[rescue] Apple to ditch IBM, switch to Intel chips
pat at computer-refuge.org
Sat Jun 4 22:25:14 CDT 2005
On Sat, Jun 04, 2005 at 03:15:10PM -0700, Devin L. Ganger wrote:
> on 6/4/2005 1:21 PM pat at computer-refuge.org wrote:
> > The fact that you've even mentioned it means that you must think it's
> > still a relevant measure between different processor types...
> It *is* a relevant measure when you are talking about market share, if
> only because so many people out there *think* it is a useful way to
> compare processor architectures despite the actual technical truths.
> People want a single easy comparison that they can tell themselves they
> understand, and "higher number = faster = better" is about as easy as
> they come.
Do they?

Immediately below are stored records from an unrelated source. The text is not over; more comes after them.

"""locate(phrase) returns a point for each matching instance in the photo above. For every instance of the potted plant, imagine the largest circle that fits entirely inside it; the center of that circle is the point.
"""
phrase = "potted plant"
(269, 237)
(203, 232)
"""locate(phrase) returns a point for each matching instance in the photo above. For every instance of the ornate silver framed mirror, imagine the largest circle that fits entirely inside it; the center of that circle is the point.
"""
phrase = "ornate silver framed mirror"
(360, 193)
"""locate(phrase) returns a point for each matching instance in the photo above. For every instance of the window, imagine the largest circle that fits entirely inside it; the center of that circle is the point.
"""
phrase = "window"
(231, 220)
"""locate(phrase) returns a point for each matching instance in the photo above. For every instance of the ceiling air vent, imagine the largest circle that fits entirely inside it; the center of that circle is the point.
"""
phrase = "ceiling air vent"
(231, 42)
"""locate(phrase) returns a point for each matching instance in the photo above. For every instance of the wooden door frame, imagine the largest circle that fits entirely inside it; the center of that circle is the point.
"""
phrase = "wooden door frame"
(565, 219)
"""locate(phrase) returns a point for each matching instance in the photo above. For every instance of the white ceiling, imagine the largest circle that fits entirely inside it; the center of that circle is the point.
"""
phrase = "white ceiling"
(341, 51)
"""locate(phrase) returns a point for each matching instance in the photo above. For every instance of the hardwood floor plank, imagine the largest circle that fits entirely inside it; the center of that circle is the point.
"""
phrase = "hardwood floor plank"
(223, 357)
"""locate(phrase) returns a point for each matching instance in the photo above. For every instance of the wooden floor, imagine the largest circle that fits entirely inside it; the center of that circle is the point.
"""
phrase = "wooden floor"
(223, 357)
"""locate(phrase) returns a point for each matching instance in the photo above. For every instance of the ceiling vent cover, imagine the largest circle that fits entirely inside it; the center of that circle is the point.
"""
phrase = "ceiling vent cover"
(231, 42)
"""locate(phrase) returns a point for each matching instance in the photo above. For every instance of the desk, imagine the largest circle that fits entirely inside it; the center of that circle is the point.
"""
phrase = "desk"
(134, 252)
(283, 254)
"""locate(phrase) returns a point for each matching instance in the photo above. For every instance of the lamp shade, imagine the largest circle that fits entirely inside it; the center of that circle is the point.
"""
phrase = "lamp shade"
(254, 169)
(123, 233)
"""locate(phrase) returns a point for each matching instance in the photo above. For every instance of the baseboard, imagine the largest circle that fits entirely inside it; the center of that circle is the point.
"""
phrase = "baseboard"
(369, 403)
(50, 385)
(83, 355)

Maybe I've just isolated myself from such idio^Wpeople, but I
don't hear anyone really talking about clock speeds anymore. Even Intel
has stopped emphasizing it so much since they released their Pentium M.
AMD makes it hard to determine the actual clock rate as well. You still
see it on basically all non x86/non AMD processors to demark speed
> Nothing I saw in Chris's response indicated that he thought it was a
> valid *technical* measure, and his point is valid -- Apple has done a
> very good job of selling systems despite the fact that their systems are
> based on a chip whose architecture is commonly perceived as vastly
> slower *by the mass market*.
I hope Chris didn't take my comment personally. :)
Anyways, most people I know don't care about clock speed at all anymore.
Maybe it's because I've just about completely isolated myself from the
WinTel world, or maybe most people just don't care. I think it depends
a lot on the exact market you're looking at, but most people seem to
want the cheapest machine with the biggest harddrive that you can get
from Dell or Best Buy. Neither of those sell Mac's, which my be another
reason limiting their popularity.
Anyways, the few people I know who care about speed of machines are
"customers" of where I work, and they are mostly interested in spending
the least amount of money to get their one piece of research code to run
as quickly as possible. They're generally smart enough to realise that
GHz isn't the only measure of a computer's speed.